Armed with a clear and comprehensive framework for analyzing the transition, we’ll need to build education and discussion networks to instill habits of learning about, deliberating on, and actively supporting it. The report points to two foundational pieces of our information system that we should try to influence: media and schools. “The media shapes the public discourse about climate mitigation. This can usefully build public support to accelerate mitigation action, but may also be used to impede decarbonisation,” the authors write, referring to elites’ well-documented misinformation campaigns. They add that “the updating of educational systems from a commercialised, individualised, entrepreneurial training model to an education cognizant of planetary health and human well-being can accelerate climate change awareness and action.” It’s worth seeing how far this analysis can be spread through existing media outlets and school curriculums, which already reach millions of people.
It may also be important to establish information networks both online and in person in as many communities as possible. Reforming existing systems would allow robust transition discussions to reach people on a much larger scale in the near term, but there will surely be significant resistance and various limitations. Having a means of communication controlled entirely by supporters of the transition may eventually turn out to be the best way to create an informed and active citizenry.
Who will lead this mass education and discussion project? Social movements seem poised to be the driving force, perhaps in collaboration with academic experts across the many relevant disciplines. Chapter 17 explicitly links “Social movements and education” together as one of the main engines of societal transitions. The authors note that “social movements serve to develop collective identities, foster collective learning and accelerate collective action.” Activists can and must act as educators and facilitators until deliberation about and action on the transition becomes a norm across society.

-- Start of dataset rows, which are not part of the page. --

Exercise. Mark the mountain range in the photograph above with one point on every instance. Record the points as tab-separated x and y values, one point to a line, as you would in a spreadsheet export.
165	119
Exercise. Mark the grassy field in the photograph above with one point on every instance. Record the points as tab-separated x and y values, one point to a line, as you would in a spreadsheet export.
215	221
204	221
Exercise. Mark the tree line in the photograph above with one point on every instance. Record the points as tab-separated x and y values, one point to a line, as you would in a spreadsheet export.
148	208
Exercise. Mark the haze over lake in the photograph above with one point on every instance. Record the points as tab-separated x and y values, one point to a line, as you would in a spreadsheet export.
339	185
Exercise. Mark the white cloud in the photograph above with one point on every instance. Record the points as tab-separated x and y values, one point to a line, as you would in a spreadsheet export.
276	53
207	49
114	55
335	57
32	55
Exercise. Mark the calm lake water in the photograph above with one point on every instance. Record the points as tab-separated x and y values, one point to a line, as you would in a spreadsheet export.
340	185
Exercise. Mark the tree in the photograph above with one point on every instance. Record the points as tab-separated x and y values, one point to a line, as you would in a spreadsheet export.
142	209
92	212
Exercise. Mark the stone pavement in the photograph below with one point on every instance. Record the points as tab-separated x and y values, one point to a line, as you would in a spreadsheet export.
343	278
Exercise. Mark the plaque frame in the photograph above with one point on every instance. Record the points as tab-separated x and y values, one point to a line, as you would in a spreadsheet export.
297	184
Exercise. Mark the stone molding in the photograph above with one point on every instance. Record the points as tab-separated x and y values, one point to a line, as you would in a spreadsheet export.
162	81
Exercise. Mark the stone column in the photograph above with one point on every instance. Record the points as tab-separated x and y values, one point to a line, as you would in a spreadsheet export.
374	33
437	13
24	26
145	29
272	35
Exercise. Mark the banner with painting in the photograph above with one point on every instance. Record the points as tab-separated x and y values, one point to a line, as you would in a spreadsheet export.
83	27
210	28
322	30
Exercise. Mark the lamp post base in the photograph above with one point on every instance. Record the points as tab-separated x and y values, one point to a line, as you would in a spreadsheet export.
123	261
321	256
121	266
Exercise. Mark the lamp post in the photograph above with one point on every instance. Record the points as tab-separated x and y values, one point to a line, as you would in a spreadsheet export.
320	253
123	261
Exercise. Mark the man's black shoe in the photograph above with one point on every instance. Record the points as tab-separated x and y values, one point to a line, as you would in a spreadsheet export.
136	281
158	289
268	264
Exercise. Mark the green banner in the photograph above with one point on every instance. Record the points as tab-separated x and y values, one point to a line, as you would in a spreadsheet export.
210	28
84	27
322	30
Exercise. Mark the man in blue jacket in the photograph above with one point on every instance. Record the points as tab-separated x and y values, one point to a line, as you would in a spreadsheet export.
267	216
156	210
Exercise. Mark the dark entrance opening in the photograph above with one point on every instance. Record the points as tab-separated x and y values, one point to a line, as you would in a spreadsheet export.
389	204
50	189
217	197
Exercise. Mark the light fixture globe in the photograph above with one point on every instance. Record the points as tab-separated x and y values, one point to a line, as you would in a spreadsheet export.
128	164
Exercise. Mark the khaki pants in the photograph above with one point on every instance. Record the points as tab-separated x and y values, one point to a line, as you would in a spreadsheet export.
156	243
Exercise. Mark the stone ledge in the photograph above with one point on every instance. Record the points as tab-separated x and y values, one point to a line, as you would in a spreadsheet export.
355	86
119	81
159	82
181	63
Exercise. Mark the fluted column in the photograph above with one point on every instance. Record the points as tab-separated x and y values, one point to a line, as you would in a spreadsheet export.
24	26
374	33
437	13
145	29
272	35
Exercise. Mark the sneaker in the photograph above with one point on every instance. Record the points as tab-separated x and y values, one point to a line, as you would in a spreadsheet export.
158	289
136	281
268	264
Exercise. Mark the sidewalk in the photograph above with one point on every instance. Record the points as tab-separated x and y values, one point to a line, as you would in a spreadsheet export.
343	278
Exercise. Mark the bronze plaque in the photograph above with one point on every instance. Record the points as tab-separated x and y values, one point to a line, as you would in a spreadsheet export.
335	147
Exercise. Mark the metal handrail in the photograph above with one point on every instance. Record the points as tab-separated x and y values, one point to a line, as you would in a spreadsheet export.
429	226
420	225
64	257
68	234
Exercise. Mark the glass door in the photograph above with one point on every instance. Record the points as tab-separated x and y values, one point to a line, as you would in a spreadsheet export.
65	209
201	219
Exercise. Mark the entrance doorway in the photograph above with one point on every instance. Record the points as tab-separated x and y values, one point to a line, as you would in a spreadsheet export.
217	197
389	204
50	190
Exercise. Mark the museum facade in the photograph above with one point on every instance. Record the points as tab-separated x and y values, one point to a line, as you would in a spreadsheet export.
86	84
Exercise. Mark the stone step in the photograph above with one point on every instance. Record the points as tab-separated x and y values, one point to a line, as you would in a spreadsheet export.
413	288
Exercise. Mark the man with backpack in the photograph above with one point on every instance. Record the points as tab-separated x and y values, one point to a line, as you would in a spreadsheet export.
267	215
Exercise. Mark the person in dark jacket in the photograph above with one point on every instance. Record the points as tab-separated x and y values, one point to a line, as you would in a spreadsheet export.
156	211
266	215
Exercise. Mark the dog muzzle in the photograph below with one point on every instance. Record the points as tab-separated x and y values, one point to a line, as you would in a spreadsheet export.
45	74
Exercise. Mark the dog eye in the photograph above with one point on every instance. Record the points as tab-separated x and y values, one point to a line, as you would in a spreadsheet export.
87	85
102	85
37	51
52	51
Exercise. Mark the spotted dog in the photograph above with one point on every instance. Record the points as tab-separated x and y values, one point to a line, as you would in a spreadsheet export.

It’s essential to understand that knowledge is power, to have a solid analytical framework with the right guiding questions, and to work with others to share the significant costs involved in becoming deeply informed. Developing a balanced analysis of climate mitigation and the transition without undue optimism or pessimism is very hard, but it’s a key ingredient for creating a sustainable society. We will only go as far as our own ability to decode reality will take us.